BUNGAKU@モダン日本_archives(旧・Yahoo!ブログ)

2005年2月18日〜2019年12月15日まで存在したYahoo!ブログのデータを移行しました。

N高校という学校―社会に開かれた教育(あと89日)

「勤労統計不正調査」の淵源

「学校と社会のギャップ」という記事は,旧態依然たる学校を告発し,進歩した社会を礼賛する記事にように見えてしまうかもしれませんが,必ずしもそういうわけではありません。

以下の記述は,四方山話・与太話ブログの書き手による妄想だと受け止めてください^^;

テクノロジーの進歩とは裏腹に,社会の実相は旧態依然たる悪弊から抜け出せずにいます。

セクハラ,パワハラ体罰,虐待,データ偽装,深刻な問題の先送り,その場しのぎの言い訳,責任逃れの不誠実な答弁…エトセトラエトセトラ。。。

これらの多くが,学校教育のルールの中での成功体験によって身に着いた行動特性(コンピテンシー)なのではないかというのが私の見立てです。

そして厚生労働省「毎月勤労統計調査」も同様に,学校教育のルール設定にそそのかされて身に着けてしまったクセが元優等生集団の官僚機構に広く共有されてしまった結果だと思われて仕方がないのです。

ある教科で出された宿題を完璧にこなすことよりも,できるだけ低いコストでやり遂げることが,学校教育の世界に対しては適応的です。

ひとつの教科だけが突出して素晴らしくても,他の教科の成績がふるわなければ,勝者にはなれないからです。

「課題」をこなすことが目的で,次から次へと出される「課題」を期限までに「提出」すれば,自動的に合格点の「成績」が手に入り,次のステージに進めるというルール。

「課題」を作成するプロセスに多少問題があってもバレなければ大丈夫。ちゃんと「単位」がもらえて「進級」して「卒業」して,より上位の次のステージに進めるというルール。

そうやって次のステージに進んでいくことが「成功」であると感じられる世界観。

本来はやるべき実験を省いてレポートを書いたり,本来はやるべき問題をやらずに解答集を写したり,最後まで読まずに感想文を書き上げたり,読む時間がなかったのに音読カードではやったことにしてしまったり…などという経験。

地面にあごをしっかりつけて50回腕立て伏せをすべきところを,最後の数回はちょっとごまかしてしまった経験。

そんな経験を重ねて合格や進学や単位認定を繰り返してきた人たちの末路。

・・・憶測が過ぎるでしょうか?

NHKニュースで紹介されたネットの高校

昨日のテレビニュースでN高校のことが紹介されていました。

NHKおはよう日本の「けさのクローズアップ」というコーナーで放映された「新しい学びの場 通信制高校を選ぶ生徒たち」です。

なかなかおもしろいと思うので,テレビで放映された内容の文字お越しですが,ぜひご一読ください。

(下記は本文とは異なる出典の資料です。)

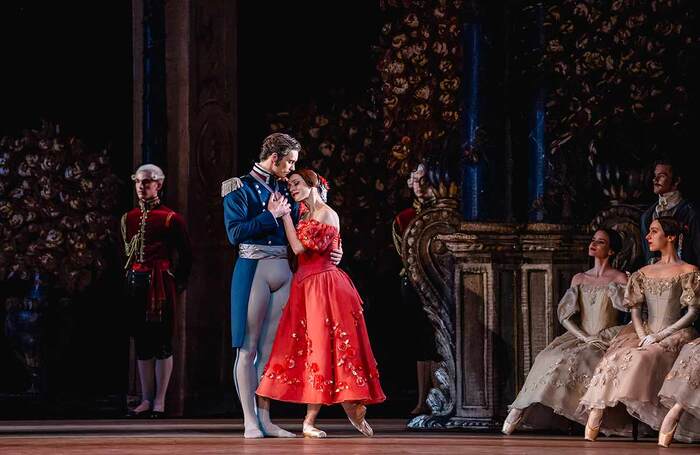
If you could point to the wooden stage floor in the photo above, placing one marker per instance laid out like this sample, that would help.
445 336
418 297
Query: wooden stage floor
180 436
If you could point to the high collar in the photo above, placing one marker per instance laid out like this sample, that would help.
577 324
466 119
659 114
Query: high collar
668 201
149 204
264 174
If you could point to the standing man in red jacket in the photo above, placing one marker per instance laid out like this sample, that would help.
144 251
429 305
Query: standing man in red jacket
158 262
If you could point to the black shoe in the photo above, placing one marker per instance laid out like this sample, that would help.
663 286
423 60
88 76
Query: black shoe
157 414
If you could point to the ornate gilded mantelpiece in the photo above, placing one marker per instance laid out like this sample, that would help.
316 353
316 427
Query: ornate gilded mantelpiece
490 291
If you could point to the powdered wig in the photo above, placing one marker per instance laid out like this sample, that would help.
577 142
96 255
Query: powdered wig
152 171
279 143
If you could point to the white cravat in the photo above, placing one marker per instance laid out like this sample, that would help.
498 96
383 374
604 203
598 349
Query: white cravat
668 202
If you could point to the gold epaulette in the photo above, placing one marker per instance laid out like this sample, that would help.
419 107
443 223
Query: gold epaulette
230 185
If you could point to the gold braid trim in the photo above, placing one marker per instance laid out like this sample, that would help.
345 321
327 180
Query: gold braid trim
137 242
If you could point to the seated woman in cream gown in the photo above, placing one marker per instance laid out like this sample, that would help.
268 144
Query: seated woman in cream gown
560 374
634 367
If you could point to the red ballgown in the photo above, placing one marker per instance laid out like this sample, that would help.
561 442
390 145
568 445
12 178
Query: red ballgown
321 353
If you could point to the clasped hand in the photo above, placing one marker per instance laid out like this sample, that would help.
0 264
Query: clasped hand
596 342
649 339
278 205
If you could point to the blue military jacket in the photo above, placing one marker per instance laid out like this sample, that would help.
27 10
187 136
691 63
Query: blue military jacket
247 221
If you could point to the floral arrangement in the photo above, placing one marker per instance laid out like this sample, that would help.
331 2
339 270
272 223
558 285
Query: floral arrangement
619 71
420 70
343 143
367 147
57 201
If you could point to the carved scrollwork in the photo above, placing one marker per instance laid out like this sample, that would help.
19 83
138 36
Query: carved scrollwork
429 269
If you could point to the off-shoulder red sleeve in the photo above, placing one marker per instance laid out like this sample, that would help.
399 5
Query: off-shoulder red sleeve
314 235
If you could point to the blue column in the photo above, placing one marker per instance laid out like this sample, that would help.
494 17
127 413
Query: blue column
472 172
537 146
154 106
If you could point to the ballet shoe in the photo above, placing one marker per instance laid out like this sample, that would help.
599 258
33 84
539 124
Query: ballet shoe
253 433
665 439
591 433
357 419
310 431
510 427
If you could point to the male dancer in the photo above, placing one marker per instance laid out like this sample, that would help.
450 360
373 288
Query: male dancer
253 205
158 262
666 183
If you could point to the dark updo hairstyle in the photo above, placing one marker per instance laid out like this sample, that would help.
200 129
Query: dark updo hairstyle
614 240
671 226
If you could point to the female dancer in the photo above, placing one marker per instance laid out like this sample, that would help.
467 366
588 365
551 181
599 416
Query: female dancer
560 374
681 393
321 354
634 367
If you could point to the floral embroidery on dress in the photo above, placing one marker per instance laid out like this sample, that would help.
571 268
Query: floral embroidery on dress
691 289
315 235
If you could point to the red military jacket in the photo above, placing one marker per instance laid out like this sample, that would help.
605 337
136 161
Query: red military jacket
156 241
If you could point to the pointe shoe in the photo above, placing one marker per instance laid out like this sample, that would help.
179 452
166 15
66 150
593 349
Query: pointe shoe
591 433
510 427
665 439
357 419
253 433
310 431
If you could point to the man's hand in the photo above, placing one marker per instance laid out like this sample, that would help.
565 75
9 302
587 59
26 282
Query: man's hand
337 254
278 205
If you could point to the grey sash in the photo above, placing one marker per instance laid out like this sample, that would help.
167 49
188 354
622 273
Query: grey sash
248 251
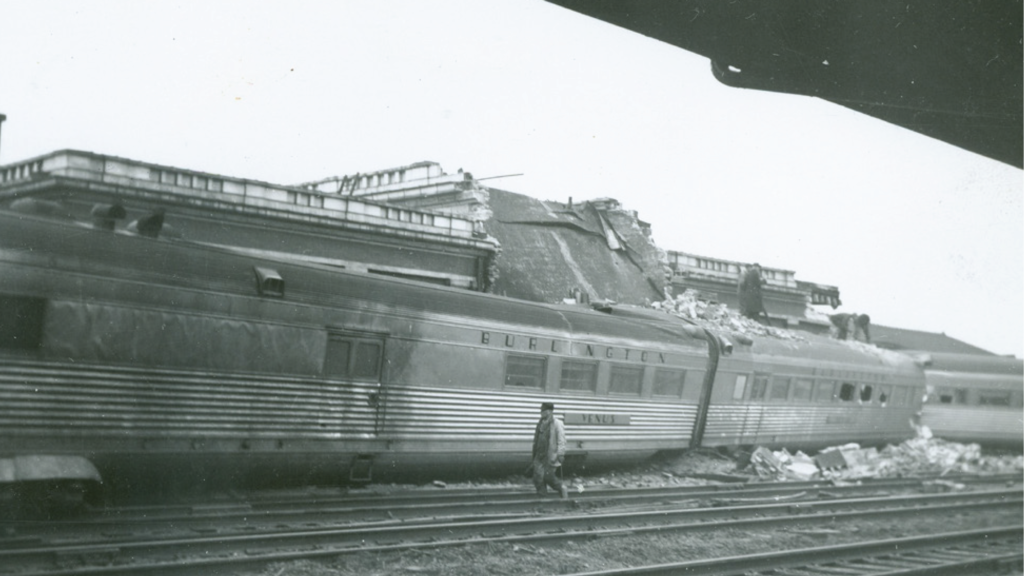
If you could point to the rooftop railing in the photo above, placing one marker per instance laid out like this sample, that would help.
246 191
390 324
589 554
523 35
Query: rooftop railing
192 184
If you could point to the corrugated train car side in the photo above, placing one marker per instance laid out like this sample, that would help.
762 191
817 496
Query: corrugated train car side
154 358
974 398
812 393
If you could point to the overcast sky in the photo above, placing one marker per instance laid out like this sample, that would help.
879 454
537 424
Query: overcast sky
914 232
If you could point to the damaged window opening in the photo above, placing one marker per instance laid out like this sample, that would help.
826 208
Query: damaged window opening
739 388
626 380
669 382
20 322
825 392
524 371
802 389
760 386
847 392
865 393
779 389
579 376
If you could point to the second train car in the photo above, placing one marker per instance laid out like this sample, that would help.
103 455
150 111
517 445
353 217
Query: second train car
128 359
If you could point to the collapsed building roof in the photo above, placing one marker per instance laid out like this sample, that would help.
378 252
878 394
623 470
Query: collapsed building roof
549 249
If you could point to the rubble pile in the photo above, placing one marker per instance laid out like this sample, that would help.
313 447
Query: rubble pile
707 314
919 456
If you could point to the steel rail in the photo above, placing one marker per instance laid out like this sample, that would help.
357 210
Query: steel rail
991 549
412 504
224 549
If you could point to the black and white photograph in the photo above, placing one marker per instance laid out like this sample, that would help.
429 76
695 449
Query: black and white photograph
511 287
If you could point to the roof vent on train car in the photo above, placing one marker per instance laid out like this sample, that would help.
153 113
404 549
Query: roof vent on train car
268 282
105 215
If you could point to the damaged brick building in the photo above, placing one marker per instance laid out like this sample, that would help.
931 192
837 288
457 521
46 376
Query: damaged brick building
417 221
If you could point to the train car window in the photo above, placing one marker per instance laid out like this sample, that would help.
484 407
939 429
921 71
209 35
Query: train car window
579 376
20 322
802 389
865 393
899 396
739 388
353 356
525 371
948 396
779 389
825 392
338 357
759 387
885 393
626 379
993 398
847 392
367 360
669 382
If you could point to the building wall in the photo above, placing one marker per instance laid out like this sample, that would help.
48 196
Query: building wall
265 218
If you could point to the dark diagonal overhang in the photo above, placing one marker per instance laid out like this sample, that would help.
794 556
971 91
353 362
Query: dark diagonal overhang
947 69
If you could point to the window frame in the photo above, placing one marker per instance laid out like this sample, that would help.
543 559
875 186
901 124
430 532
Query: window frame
543 360
621 368
682 382
353 340
592 366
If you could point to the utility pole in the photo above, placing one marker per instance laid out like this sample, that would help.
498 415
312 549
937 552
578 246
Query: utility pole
2 118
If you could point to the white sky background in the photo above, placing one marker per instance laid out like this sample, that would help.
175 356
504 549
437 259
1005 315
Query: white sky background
915 233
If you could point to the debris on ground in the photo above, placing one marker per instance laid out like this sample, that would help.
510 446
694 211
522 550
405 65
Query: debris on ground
707 313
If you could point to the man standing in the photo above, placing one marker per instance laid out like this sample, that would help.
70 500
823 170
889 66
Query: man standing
549 451
751 300
851 326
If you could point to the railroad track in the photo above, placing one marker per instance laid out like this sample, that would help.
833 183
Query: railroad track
477 503
993 550
145 553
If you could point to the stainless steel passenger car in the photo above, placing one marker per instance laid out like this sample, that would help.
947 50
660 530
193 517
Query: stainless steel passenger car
153 358
974 398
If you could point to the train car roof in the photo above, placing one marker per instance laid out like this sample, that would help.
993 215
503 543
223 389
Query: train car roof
181 263
785 344
973 363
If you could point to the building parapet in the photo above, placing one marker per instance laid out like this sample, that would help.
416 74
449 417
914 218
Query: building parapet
189 183
421 178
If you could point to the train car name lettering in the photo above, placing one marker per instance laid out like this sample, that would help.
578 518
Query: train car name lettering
595 418
535 343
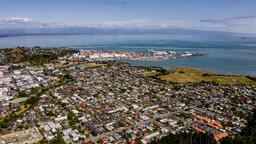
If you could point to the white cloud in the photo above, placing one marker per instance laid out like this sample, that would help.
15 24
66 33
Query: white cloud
239 24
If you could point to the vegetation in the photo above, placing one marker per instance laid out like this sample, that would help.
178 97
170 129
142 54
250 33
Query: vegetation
72 118
248 134
187 75
33 56
31 102
185 138
92 65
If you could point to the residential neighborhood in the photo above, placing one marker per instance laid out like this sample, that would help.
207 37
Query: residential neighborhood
88 101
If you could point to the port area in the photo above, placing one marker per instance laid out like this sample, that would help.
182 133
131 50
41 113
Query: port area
151 55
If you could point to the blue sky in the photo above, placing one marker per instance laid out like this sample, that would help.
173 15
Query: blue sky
229 15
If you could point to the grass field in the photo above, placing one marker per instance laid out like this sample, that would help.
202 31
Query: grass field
186 75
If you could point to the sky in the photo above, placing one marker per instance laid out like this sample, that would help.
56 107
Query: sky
219 15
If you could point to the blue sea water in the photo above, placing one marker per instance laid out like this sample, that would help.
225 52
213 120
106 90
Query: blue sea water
226 55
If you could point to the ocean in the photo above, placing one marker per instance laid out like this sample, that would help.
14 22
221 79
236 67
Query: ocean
225 55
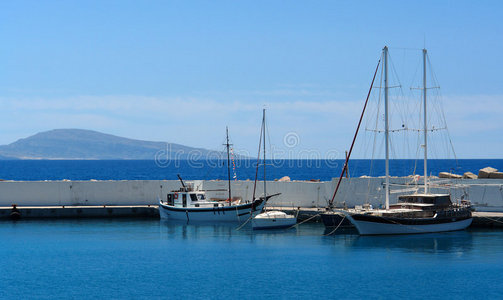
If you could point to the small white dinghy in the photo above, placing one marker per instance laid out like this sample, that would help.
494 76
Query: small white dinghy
273 220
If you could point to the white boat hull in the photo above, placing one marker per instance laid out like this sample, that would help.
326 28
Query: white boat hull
273 220
235 213
376 228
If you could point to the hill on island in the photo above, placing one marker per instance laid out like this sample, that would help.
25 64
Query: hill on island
88 144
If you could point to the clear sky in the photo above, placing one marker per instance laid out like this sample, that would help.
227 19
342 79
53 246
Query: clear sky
180 71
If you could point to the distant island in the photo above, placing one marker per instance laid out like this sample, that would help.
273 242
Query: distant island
88 144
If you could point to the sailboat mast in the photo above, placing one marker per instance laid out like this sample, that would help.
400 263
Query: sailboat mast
228 163
386 124
263 128
425 126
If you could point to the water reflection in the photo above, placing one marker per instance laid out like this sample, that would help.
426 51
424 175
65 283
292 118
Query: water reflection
174 229
459 241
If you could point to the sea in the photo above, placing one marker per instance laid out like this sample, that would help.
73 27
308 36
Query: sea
155 259
296 169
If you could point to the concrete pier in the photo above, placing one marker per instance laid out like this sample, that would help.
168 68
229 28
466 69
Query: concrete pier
480 219
61 212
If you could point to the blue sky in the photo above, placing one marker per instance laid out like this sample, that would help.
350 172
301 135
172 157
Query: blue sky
180 71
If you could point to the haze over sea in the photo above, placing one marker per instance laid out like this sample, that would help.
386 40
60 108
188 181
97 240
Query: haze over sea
33 170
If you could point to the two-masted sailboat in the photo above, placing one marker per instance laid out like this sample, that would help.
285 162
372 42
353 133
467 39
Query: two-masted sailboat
413 213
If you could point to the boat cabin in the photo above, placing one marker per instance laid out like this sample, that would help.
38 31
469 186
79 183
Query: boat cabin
186 199
424 201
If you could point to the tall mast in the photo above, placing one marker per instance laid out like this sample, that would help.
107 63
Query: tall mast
263 128
425 126
228 163
386 125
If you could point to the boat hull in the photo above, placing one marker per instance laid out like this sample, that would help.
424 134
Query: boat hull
233 213
273 223
375 225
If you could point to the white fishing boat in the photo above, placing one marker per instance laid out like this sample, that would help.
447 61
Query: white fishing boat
270 219
414 213
190 205
273 220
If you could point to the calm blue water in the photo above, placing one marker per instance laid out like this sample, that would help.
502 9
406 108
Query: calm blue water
153 259
245 169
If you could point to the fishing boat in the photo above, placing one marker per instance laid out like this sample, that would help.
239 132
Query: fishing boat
192 205
413 213
270 219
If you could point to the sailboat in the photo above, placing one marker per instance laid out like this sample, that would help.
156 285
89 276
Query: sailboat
192 205
270 219
414 213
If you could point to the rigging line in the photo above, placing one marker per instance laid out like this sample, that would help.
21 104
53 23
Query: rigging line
381 78
356 134
258 162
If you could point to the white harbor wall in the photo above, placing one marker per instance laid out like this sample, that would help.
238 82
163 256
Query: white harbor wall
485 194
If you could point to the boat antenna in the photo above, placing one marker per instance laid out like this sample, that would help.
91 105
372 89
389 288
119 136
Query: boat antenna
228 163
181 180
425 125
258 162
263 126
331 202
386 122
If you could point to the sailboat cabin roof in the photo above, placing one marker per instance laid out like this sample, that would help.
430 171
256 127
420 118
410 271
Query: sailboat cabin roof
435 199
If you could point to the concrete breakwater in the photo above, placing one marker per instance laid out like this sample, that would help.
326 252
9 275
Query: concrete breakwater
485 194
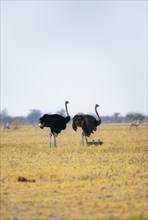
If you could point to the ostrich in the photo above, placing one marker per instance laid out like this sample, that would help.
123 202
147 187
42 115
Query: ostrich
55 122
88 123
6 127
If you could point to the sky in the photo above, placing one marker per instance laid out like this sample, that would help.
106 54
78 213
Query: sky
86 52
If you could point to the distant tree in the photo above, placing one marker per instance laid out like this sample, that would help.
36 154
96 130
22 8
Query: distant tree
33 116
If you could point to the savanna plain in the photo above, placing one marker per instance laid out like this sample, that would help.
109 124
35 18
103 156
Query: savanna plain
74 182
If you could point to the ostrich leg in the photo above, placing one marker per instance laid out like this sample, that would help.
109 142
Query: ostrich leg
50 135
55 144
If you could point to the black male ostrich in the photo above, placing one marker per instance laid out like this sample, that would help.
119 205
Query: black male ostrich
55 122
88 123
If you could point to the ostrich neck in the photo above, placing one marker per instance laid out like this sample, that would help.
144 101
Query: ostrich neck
66 109
97 114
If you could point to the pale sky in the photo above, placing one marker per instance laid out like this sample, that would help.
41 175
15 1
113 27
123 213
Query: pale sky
86 52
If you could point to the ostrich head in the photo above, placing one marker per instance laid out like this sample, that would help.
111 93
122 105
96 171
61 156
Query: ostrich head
41 121
66 102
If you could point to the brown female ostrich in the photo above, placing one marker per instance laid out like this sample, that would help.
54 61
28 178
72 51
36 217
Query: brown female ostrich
88 123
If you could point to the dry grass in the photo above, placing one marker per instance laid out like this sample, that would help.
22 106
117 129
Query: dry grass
74 182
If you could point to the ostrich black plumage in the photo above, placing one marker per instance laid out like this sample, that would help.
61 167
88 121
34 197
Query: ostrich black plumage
55 122
88 123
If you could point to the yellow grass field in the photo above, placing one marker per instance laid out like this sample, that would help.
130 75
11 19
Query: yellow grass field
74 182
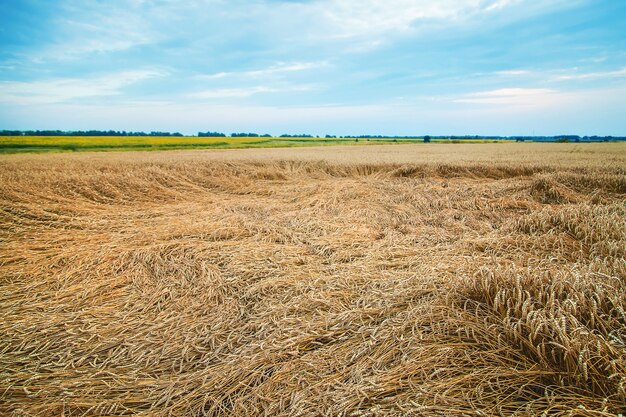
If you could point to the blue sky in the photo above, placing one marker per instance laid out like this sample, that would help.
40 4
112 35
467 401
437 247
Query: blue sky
393 67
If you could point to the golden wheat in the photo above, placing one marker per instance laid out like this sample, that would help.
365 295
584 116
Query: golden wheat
345 281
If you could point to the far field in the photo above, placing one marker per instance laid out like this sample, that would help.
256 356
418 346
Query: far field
430 280
20 144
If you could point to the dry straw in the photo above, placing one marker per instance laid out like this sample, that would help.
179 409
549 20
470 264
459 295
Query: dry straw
186 284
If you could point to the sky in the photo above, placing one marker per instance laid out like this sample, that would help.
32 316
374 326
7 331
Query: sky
341 67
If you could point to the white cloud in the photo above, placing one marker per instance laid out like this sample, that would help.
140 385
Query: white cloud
62 90
279 68
244 92
594 75
367 18
511 97
512 73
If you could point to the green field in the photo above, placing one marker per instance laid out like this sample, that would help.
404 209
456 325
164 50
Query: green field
20 144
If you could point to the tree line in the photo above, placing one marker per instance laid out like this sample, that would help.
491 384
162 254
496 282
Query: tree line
425 138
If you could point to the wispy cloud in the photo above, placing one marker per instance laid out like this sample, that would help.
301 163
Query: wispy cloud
510 96
62 90
621 73
278 69
244 92
512 73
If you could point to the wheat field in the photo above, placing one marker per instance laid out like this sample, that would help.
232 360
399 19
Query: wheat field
408 280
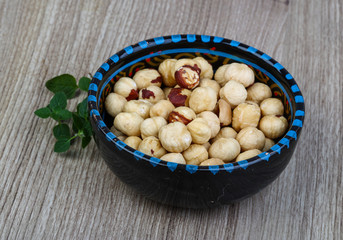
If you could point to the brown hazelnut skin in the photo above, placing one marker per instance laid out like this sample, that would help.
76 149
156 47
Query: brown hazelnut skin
152 146
250 138
179 97
272 106
246 115
212 161
182 114
162 108
203 99
195 154
273 126
226 149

基本的に通信制高校というのは,学習指導要領が定めた学習内容をドリルなどを使いながら「最低限」のコストでやり終えてしまうというところに特徴があります。

1日6時間の学習と2時間の家庭学習を想定しているような普通科の高校に適応できなかったり,そういう時間を確保できなかったりする生徒たちのためのシステムだからです。

すでに働いている人や学業不振で普通科の学校では卒業が困難な人,発達障害などで通常の学習が困難な人などでも「高校卒業」という資格を得ることができるようになっています。

それをうまく利用して,フィギュアスケート紀平梨花さんeスポーツアジア大会金メダリストの相原翼さんなど,優れた才能の持ち主が,世界の第一線で活躍するために「通学」しています。

ホームページの「ネットコース生の1日」を見ると,起床時間は6時30分だったり9時30分だったりまちまちですが,義務としてこなさなければならない「ベーシックプログラム学習」は2時間程度で,あとは自分がやりたいことをやりたいようにやっているようです。

たとえば,難関大学合格を目指すなら大学入試対策のネット予備校の授業を受ければいいですし,オリンピックの金メダルを目指してフィギュアスケートの練習をしたり,eスポーツの練習をしたりもできるわけです。

たとえば,囲碁や将棋でプロになりたいと考えている中学生,ベンチャー企業をつくりたいと考えている中学生,YouTuberやVチューバーにとっては,なかなか魅力的な高校になっている

だとすれば,学校の勉強は必要最低限で済ませ,あとは1日の大半を創作活動のために使うことでプロの作家としてデビューする高校生作家が出現するかもしれません。